One of the most obvious solutions to this war of attrition is to have a second vote. It would, of course, be nigh on impossible to have a considered debate, with the vitriol that surrounded 2016 almost certain to make a recovery. Despite this, a final vote on the Brexit deal would be able to hopefully conclude all arguments of whether to stay or leave.

With different sects taking sides over the most complicated pieces of legislation in the book, Theresa May’s compromise was never going to be popular. She needed to comfort British and London-bases business that they would be safe while also pleasing the zealots on the Paleoseptic wing of her divided party. Chequers is not perfect. No one in Westminster is going to realistically stand up for that.

Despite this unpopularity, it is the most sensible solution to the problems. Since the referendum, the European Union has been lamenting the decline of British pragmatism, urging May to find her inner Elizabeth 1 and make a deal with both sides. This she has attempted to do, and yet the bureaucrats are demanding more, obviously ignorant of the perilous position of the Prime Minister.

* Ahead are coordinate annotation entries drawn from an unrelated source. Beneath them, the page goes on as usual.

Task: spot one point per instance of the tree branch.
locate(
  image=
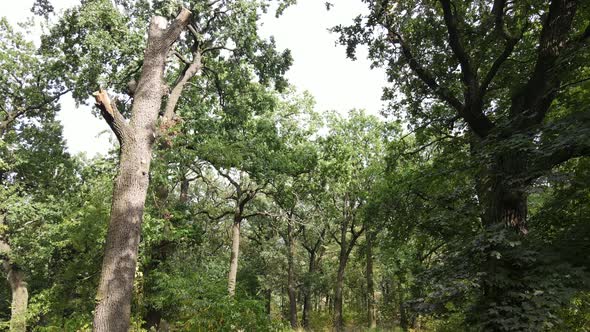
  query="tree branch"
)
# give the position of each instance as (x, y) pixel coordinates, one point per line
(111, 114)
(468, 74)
(422, 73)
(189, 71)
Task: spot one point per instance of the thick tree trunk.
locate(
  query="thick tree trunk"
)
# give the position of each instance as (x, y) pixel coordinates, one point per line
(371, 309)
(235, 251)
(113, 308)
(291, 276)
(307, 292)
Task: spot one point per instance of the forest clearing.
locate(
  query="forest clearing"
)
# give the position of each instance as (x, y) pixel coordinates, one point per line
(231, 198)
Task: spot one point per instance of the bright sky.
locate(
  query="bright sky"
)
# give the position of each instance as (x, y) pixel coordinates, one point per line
(320, 67)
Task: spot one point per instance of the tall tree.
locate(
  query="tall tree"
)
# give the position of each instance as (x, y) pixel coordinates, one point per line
(351, 156)
(27, 122)
(116, 45)
(507, 100)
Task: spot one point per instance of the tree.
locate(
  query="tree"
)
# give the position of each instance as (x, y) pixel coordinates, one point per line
(212, 27)
(350, 157)
(506, 100)
(29, 97)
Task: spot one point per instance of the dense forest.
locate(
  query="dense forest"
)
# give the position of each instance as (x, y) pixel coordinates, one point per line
(231, 203)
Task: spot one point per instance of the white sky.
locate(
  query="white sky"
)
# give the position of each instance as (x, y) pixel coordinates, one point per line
(320, 66)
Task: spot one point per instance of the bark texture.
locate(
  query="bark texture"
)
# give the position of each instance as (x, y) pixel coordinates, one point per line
(291, 276)
(346, 246)
(235, 251)
(371, 308)
(136, 138)
(18, 285)
(20, 298)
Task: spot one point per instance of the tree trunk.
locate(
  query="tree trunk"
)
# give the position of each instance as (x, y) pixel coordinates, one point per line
(113, 308)
(307, 292)
(371, 310)
(20, 299)
(338, 319)
(269, 302)
(184, 187)
(291, 277)
(235, 251)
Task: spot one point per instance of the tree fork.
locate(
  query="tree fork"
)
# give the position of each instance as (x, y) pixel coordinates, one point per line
(113, 307)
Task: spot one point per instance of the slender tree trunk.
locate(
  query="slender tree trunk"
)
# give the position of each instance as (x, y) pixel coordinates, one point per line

If Parliament chucks chequers, we could see the man all liberals dread as our next leader.

Emmanuel Macron, low in the popularity ratings, have made a classic French tactic of lying into the British, evoking Charles de Gaulle’s simple “non” to the proposal of UK membership of the EEC in 1967. Donald Tusk, so far the voice in Brussels willing to listen and understand the political situation in l’Anglais, has said that Chequers “will not work.” Although her European compatriots are against her, Mrs May must stand up to her solution and set out a clear choice. Chequers or no deal. And Boris.

If the Europeans and the few pragmatic Tories still left in power can understand this, then the Prime Minister can finally reveal her inner Iron Lady.